The table represents, price p and quantity demanded per day q of 24" LCD monitors.

Plot the ordered pairs (p, q) in a Cartesian plane.

Show that quantity demanded q is a linear function of the price p. 

Find average rate of change.

Consider two points $\left(150,100\right),\left(200,80\right)$.

$$\begin{gathered} \frac{∆y}{∆x}=\frac{80-100}{200-150} \\ =-\frac{20}{50} \\ =-\frac{2}{5} \end{gathered}$$

Consider two points $\left(200,80\right),\left(250,60\right)$.

$$\begin{gathered} \frac{∆y}{∆x}=\frac{60-80}{250-200} \\ =-\frac{20}{50} \\ =-\frac{2}{5} \end{gathered}$$

Consider two points $\left(250,60\right),\left(300,40\right)$.

$$\begin{gathered} \frac{∆y}{∆x}=\frac{40-60}{300-250} \\ =-\frac{20}{50} \\ =-\frac{2}{5} \end{gathered}$$

Here $\frac{∆y}{∆x}$ is constant. So the function is linear.

Write the linear function that describes the relation between p and q. 

The standard form of linear function is $y=mx+b$. Where m is slope and b is y-intercept.

We have $\frac{∆y}{∆x}=-\frac{2}{5}$. This is slope of the function.

So the function becomes $q\left(p\right)=-\frac{2}{5}p+b$.

To find b, take any arbitrary point $\left(150,100\right)$.

$$\begin{gathered} 100=-\frac{2}{5}\left(150\right)+b \\ 100=-60+b \\ 160=b \end{gathered}$$

 The linear function that describes the relation between p and q is $q\left(p\right)=-\frac{2}{5}p+160$

Find the implied domain of the linear function.

The price p of LCD monitor is greater than equal to 0. 

So if $p\ge 0\Rightarrow q\left(p\right)\ge 0.$

$$\begin{gathered} q\left(p\right)\ge 0 \\ -\frac{2}{5}p+160\ge 0 \\ -\frac{2}{5}p\ge -160 \\ p\ge 400 \end{gathered}$$

The implied domain of the linear function is $\left\{p|0\le p\le 400\right\}$

The graph of linear function is as follows,

Interpret the slope. 

In the function $q\left(p\right)=-\frac{2}{5}p+160$, slope is $-\frac{2}{5}$.
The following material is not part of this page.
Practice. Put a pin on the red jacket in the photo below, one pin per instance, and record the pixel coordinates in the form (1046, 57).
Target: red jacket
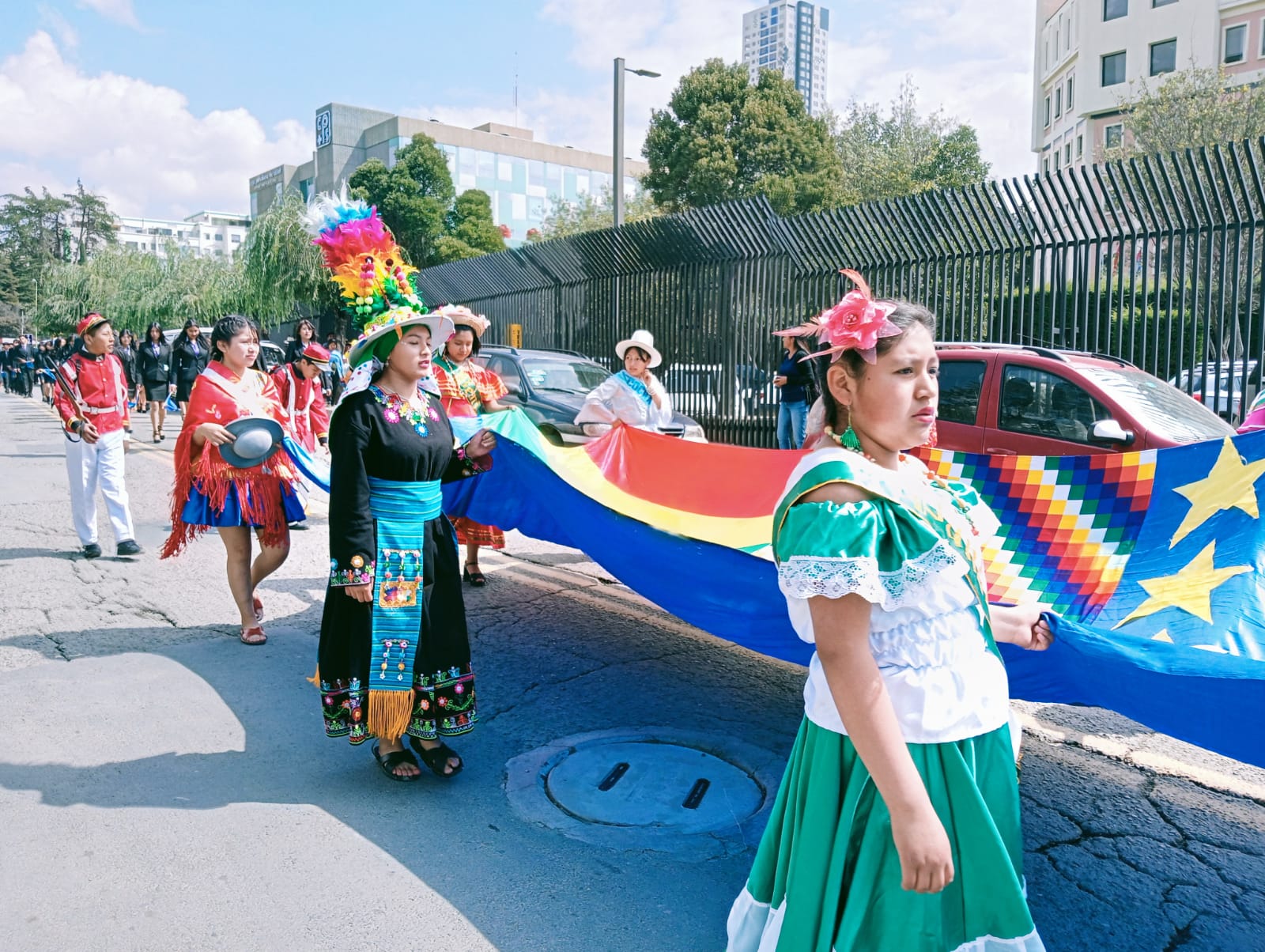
(100, 385)
(305, 402)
 As slope is negative. the function is decreasing.

Here, There is decrease in quantity demanded by $\frac{2}{5}$per dollar.

Interpret the values of the intercepts. 

In the function $q\left(p\right)=-\frac{2}{5}p+160$ y-intercept is 160.

• This represent if price of monitor is 0 the quantity demanded is 160.

In the function when $q\left(p\right)=0$ then $p=400$. This is x-intercept.

• This represent if price of monitor is 400 the quantity demanded is 0.